Another week of patchy, warm, and wet July weather passed. Sheila was dedicating hours to her loom weaving, making ready for the festival in Tobermory on the first of August. She’d passed the tasks of hoeing and weeding to Sheena, while Muirne did the daily mending and cooking for the house.
Gillan had managed to have the talk with Alex and came back thinking it had come up well, with no bad feeling. He spent his long evenings repairing nets, while his days were spent checking the lines of small oats and barley and the furrows of potatoes on their ten acres. He talked with other men about the Laird’s announcement and the effect it had so far had. For, aside from Neil and Muirne’s discovery that Willy and Ellen’s family had fled, it did not seem to add up to much. Further up the island, yes, some of their family had already cleared out, but then they finally received word from Gillan’s sister in Glasgow.
They had moved so quickly because there was a job held for her husband at a cotton mill just south of Glasgow.
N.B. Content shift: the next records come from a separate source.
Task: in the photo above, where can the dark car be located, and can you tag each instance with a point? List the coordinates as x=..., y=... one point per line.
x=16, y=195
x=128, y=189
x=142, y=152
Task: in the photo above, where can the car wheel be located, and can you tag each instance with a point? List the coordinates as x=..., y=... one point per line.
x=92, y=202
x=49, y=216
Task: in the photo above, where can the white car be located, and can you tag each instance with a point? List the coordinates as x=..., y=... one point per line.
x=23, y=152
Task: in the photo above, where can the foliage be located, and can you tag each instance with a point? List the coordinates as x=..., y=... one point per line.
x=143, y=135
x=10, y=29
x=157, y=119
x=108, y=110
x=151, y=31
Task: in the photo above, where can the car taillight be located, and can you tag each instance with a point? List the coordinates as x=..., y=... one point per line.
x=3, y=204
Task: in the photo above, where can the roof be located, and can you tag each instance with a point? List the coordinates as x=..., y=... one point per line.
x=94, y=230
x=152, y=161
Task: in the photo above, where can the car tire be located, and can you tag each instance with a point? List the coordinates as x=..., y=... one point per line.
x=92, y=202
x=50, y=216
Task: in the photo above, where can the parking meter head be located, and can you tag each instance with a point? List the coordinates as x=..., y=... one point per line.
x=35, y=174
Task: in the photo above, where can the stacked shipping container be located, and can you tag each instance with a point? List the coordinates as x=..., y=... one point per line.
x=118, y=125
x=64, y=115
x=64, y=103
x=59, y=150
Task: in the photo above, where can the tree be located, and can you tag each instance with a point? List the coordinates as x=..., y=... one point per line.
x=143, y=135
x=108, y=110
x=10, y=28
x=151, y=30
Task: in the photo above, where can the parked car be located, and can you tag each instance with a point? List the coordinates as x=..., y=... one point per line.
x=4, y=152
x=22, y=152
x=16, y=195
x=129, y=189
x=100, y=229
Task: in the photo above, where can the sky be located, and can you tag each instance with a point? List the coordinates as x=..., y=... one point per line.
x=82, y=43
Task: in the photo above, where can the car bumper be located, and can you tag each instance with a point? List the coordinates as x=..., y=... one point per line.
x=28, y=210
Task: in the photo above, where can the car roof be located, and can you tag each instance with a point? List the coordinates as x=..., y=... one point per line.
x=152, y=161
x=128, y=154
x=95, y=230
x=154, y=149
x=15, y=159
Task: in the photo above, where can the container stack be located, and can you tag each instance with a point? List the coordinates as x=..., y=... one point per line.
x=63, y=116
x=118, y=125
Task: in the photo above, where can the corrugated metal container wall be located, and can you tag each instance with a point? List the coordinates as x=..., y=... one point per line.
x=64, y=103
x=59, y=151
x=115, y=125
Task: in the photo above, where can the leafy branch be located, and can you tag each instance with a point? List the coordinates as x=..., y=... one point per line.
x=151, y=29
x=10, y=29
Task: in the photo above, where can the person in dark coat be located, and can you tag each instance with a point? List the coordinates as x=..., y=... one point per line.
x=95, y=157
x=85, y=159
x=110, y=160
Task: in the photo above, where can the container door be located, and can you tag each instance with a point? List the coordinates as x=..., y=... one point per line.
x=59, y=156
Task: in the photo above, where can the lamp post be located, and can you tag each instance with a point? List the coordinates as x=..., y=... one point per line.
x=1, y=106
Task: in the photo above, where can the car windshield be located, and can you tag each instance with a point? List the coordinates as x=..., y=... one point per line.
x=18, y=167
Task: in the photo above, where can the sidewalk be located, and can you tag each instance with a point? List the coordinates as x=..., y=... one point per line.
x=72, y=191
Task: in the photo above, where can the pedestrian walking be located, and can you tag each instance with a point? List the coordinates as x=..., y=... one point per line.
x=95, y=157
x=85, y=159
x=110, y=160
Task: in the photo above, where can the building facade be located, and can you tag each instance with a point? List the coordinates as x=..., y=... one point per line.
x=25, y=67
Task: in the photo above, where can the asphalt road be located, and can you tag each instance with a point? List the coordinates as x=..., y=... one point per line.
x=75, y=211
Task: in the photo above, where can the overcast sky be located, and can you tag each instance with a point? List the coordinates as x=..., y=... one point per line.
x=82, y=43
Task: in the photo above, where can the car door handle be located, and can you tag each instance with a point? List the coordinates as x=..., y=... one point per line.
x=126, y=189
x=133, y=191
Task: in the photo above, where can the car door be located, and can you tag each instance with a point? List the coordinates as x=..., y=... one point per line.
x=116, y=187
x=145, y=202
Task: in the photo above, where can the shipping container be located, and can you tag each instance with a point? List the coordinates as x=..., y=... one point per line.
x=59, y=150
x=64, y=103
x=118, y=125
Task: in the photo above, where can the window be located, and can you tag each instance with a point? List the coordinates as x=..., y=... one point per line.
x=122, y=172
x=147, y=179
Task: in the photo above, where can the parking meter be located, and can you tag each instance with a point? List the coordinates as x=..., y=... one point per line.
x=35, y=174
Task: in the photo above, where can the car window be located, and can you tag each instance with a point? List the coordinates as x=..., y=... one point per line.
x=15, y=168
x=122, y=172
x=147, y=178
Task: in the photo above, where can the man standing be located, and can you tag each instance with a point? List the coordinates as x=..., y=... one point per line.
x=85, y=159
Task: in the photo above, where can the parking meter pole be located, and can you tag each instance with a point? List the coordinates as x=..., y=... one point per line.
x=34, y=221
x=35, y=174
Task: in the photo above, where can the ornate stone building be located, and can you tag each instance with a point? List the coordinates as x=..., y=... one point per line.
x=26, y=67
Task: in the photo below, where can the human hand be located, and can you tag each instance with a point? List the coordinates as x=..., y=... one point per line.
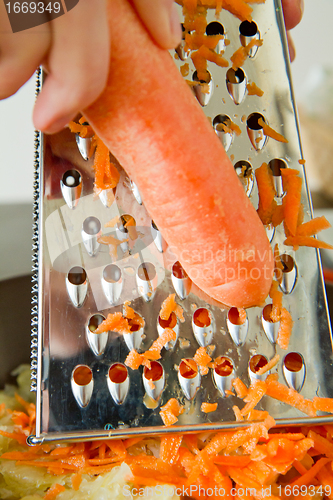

Unwilling to let such a chance go, they had moved with their two children to the site immediately. She invited them to come visit if Gillan was thinking of moving, but he only replied that he was glad to know they were safe and comfortably set up. No promises.
To Sheila, Gillan seemed more anxious about the reply from her family in the Carolinas. Finally, at the end of a hard week, just before a storm was about to come up the island’s west side, a messenger arrived with a letter from across the ocean. The wind whistled outside and the sky darkened as Gillan took the letter and the rider rode away on his horse, seeking shelter further from the shore.
Gillan tossed the envelope on the table and went round to close the shutters and stop up the sill-holes with old rags. It was sounding like a proper setting-up out there.
Sheila glanced at the table and saw Kenneth’s hand on the thick envelope. She kept her expression guarded and continued ladling out the leek soup for supper, but she felt a hard bubble press up under her ribs. How fervently she hoped for good news for her brother’s family, yet more still she hoped for Gillan to come round to sharing his mind with her. Sheena took the baps out of the fire with tongs and placed them in a basket for everyone on the table. Alisdair fetched the butter in its ceramic crock from the floor and pushed it to the center of the table as well. His eyes caught on the envelope.
“Mama, can I open it?”
“After supper, child, wait till after supper, then we’ll all hear it.”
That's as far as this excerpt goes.